Division of Hematopathology and Transfusion Medicine, University Health Network, Toronto, ON, Canada.
Department of Laboratory Medicine and Pathobiology, University of Toronto, Toronto, ON, Canada.
Mod Pathol. 2020 Oct;33(10):1874-1888. doi: 10.1038/s41379-020-0547-7. Epub 2020 May 15.

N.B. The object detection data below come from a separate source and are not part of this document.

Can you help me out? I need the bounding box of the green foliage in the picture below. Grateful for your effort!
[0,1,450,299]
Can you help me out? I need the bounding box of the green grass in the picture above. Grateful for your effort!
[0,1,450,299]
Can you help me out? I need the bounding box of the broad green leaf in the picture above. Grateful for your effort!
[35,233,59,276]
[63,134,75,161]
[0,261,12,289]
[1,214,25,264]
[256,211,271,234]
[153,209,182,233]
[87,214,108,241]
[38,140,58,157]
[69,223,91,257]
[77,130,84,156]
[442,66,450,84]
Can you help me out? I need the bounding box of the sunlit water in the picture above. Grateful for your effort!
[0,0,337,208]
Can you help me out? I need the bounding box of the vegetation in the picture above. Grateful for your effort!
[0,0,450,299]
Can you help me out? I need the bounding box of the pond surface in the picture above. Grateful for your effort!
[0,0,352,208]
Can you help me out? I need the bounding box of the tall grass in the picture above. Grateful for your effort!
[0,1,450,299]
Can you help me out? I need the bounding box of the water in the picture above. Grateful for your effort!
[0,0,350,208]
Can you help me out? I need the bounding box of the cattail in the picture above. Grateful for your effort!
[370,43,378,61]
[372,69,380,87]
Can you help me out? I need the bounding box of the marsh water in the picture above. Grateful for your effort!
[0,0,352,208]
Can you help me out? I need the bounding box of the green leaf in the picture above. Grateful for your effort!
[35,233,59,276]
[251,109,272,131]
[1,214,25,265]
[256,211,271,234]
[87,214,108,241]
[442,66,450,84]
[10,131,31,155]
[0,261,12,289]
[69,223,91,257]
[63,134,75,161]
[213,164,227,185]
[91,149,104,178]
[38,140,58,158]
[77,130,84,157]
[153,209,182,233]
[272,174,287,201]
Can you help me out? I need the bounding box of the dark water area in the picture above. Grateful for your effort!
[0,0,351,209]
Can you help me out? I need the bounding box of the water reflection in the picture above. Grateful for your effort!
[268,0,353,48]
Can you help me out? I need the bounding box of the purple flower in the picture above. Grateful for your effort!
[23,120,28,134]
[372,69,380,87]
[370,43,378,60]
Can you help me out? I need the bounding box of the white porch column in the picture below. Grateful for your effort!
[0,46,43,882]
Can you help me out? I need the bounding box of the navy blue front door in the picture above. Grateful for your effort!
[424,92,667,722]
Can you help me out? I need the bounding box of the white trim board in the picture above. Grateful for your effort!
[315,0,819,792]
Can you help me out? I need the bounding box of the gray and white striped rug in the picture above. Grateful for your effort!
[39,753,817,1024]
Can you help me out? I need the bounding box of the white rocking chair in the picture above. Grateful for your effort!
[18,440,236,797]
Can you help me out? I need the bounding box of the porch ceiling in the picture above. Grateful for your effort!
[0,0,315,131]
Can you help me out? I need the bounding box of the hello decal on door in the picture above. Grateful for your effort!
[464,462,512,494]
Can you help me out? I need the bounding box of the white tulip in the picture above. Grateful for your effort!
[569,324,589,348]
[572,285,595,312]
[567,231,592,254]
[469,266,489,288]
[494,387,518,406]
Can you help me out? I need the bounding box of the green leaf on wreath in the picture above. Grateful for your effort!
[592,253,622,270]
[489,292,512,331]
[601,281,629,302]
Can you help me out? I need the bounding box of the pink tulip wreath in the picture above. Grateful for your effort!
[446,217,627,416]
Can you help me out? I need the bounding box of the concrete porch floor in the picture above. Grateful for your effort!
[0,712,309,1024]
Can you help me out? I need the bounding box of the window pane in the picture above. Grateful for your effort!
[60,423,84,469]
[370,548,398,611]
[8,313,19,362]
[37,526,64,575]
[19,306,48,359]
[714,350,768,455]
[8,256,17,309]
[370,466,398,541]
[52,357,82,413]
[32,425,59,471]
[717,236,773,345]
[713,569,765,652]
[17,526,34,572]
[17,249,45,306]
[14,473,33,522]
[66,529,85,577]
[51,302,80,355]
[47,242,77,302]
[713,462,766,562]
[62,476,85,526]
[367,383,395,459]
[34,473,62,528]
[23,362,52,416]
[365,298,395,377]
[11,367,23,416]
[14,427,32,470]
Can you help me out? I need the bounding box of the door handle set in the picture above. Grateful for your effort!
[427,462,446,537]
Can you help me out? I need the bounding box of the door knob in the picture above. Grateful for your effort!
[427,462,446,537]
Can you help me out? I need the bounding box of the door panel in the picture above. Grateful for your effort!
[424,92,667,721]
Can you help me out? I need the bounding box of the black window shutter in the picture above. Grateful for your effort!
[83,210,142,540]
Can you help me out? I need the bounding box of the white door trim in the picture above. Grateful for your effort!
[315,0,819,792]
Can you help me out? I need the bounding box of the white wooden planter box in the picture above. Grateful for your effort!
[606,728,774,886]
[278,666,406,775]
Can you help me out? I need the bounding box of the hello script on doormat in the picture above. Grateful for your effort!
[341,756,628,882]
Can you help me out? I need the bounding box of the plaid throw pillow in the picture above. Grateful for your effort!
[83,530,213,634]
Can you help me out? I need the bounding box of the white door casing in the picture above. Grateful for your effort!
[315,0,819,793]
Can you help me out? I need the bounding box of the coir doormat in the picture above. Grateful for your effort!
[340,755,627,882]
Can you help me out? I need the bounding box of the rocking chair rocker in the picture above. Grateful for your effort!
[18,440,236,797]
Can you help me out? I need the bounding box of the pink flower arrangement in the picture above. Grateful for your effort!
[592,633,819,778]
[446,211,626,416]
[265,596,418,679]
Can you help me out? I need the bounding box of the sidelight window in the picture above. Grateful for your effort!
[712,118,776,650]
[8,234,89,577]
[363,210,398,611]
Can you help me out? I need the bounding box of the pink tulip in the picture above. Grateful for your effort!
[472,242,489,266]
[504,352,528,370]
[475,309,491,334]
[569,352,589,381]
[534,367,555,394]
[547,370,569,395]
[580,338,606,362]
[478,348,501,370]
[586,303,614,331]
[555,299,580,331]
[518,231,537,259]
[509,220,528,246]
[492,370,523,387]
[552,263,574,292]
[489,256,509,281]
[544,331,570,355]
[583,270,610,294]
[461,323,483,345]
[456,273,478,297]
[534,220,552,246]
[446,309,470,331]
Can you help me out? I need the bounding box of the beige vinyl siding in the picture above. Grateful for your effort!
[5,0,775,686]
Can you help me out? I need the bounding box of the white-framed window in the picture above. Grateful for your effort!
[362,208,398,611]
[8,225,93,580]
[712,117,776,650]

Classification of cancers by tissue-of-origin is fundamental to diagnostic pathology. While the combination of clinical data, tissue histology, and immunohistochemistry is usually sufficient, there remains a small but not insignificant proportion of difficult-to-classify cases. These challenging cases provide justification for ancillary molecular testing, including high-throughput DNA methylation array profiling, which promises cell-of-origin information and compatibility with formalin-fixed specimens. While diagnostically powerful, methylation profiling platforms are costly and technically challenging to implement, particularly for less well-resourced laboratories. To address this, we simulated the performance of "minimalist" methylation-based tests for cancer classification using publicly-available and internal institutional profiling data. These analyses showed that small and focused sets of the most informative CpG biomarkers from the arrays are sufficient for accurate diagnoses. As an illustrative example, one classifier, using information from just 53 out of about 450,000 available CpG probes, achieved an accuracy of 94.5% on 2575 fresh primary validation cases across 28 cancer types from The Cancer Genome Atlas Network. By training minimalist classifiers on formalin-fixed primary and metastatic cases, generally high accuracies were also achieved on additional datasets. These results support the potential of minimalist methylation testing, possibly via quantitative PCR and targeted next-generation sequencing platforms, in cancer classification.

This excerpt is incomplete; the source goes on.